Suleman Sani

Personal information
- Full name: Suleman Sani
- Date of birth: 1 September 2006 (age 20)
- Place of birth: Nigeria
- Height: 1.75 m (5 ft 9 in)
- Position: Winger

Team information
- Current team: RB Leipzig
- Number: 18

Youth career
- 0000–2024: Wikki Academy

Senior career*
- Years: Team / Apps / (Gls)
- 2024: Akwa United / 15 / (11)
- 2024–2026: AS Trenčín / 34 / (5)
- 2026–: RB Leipzig / 0 / (0)

International career
- 2025–: Nigeria U20 / 3 / (0)

= Suleman Sani =

Nigerian footballer (born 2006)

Suleman Sani (born 1 September 2006) is a Nigerian professional footballer who plays as a winger for club RB Leipzig.

He is considered to be one of the best young Nigerian talents.

== Club career ==
Sani had previously been playing with Wikki Tourists, a team in the Nigeria National League, before transferring to Akwa United in the mid-season transfer window of 2023–24.

=== Akwa United ===
The 17-year-old forward was instrumental in Akwa United's efforts during the 2023–24 season, netting 11 goals and contributing five assists in 15 league matches. His performances not only aided Akwa United in evading relegation but also secured him the Rookie of the Season award at the 2024 League Bloggers Awards. In the 19 games he played for Akwa United, he was voted Man of the Match seven times.

Sani was able to score 11 goals and provide 5 assists in his first season with Akwa United.

=== Trenčín ===
On 22 July 2024, it was announced that Sani would be joining Slovak club AS Trenčín on a two-year contract with an option for another year. He would make his debut in the Slovak First League in a 1–1 draw against Zemplín Michalovce, coming onto the game as a substitute in the 85th minute. Sani scored his first goal for the red and whites in a 2–2 draw against Dukla Banská Bystrica, scoring in the 66th minute to level the game. He received a red card in a 1–0 home defeat against Spartak Trnava after a clash with Roko Jureškin. Sani would score the winning goal for his club in a 3–2 win over league newcomers Tatran Presov, scoring in the 78th minute to increase the score to 3–1 in his clubs favor. He also scored in the 32nd minute to level the game to 1–1. In October 2025, it was reported that Tottenham Hotspur and Bayer 04 Leverkusen had an interest in signing Suleiman. In a 1–0 home loss in the league against KFC Komárno, Sani was sent off in the 85th minute after diving in the opponents box and receiving a second yellow. The sending off was criticized by Trenčín manager Ricardo Moniz as being “very unnecessary”.

=== RB Leipzig ===
On 13 January 2026, Sani moved to Germany, joining Bundesliga club RB Leipzig on a contract until June 2031, for a reported fee of €5 million, which could rise to €6 million with add-ons. He became the most expensive transfer from Trenčín and 4th most expensive in the history of the Slovak league.

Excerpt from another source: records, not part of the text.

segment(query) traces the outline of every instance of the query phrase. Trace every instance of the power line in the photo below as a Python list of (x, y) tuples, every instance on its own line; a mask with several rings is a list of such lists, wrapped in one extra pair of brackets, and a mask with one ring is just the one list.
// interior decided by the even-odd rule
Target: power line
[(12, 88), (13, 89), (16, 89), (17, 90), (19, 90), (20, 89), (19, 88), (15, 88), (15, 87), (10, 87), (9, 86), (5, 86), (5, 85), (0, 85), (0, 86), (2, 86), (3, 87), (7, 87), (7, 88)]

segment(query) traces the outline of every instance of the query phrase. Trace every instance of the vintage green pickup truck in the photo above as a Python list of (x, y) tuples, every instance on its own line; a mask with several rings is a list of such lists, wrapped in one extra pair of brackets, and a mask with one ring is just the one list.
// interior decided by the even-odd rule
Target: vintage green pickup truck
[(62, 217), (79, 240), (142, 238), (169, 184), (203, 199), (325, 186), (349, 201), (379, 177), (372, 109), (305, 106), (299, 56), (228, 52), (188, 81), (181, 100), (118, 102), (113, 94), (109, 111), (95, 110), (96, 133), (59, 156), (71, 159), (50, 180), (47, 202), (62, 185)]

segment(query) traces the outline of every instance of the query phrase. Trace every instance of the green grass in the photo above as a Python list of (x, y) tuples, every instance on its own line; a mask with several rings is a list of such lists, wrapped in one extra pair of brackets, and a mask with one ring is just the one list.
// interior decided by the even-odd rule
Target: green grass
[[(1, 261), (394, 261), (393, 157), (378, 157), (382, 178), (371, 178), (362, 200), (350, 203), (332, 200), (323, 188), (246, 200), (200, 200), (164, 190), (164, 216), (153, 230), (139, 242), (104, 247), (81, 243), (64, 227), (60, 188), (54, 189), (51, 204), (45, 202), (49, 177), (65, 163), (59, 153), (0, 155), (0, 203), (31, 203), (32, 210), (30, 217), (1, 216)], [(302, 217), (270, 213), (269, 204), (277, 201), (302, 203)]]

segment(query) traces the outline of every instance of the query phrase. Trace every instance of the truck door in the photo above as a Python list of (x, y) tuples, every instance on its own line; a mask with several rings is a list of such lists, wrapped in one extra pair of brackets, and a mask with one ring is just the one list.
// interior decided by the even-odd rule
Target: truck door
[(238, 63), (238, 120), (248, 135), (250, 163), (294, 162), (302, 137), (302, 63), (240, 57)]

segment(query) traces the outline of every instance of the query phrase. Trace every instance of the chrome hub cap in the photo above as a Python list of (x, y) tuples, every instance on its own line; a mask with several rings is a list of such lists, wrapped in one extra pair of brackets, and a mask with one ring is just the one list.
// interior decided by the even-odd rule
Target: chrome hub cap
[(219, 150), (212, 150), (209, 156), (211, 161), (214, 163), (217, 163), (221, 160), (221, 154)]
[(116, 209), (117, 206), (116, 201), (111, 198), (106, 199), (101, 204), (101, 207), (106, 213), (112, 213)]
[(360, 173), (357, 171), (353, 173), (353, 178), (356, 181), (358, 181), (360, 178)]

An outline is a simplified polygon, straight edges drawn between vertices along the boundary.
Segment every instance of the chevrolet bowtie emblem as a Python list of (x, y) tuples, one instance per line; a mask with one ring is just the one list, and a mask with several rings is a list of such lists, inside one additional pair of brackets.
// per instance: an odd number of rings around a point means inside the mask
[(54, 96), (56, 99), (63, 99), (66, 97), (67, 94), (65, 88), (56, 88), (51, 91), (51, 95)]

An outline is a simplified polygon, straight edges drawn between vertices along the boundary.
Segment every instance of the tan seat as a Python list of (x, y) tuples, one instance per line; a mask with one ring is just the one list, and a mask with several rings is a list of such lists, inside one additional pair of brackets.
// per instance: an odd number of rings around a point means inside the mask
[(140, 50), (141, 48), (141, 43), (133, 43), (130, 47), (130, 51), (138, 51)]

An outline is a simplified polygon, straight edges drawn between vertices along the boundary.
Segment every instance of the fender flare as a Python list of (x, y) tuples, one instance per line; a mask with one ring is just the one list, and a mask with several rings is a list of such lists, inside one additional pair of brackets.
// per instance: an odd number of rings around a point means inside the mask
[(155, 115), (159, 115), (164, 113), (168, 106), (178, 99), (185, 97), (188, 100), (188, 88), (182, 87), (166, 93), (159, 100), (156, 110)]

== International career ==
In September of 2025, it was announced that Sani would be a part of the Nigerian U20 team competing in the 2025 FIFA U-20 World Cup. He played in all 3 matches in the group stages, assisting a goal in a 3–2 win against Saudi Arabia U20. Sani would miss the round of 16 clash against Argentina U20 due to suspension. Argentina would win the game 4–0, knocking Nigeria out of the competition.

== Style of play ==
Sani has been described as being good with both feet, quick, technically skilled and creative.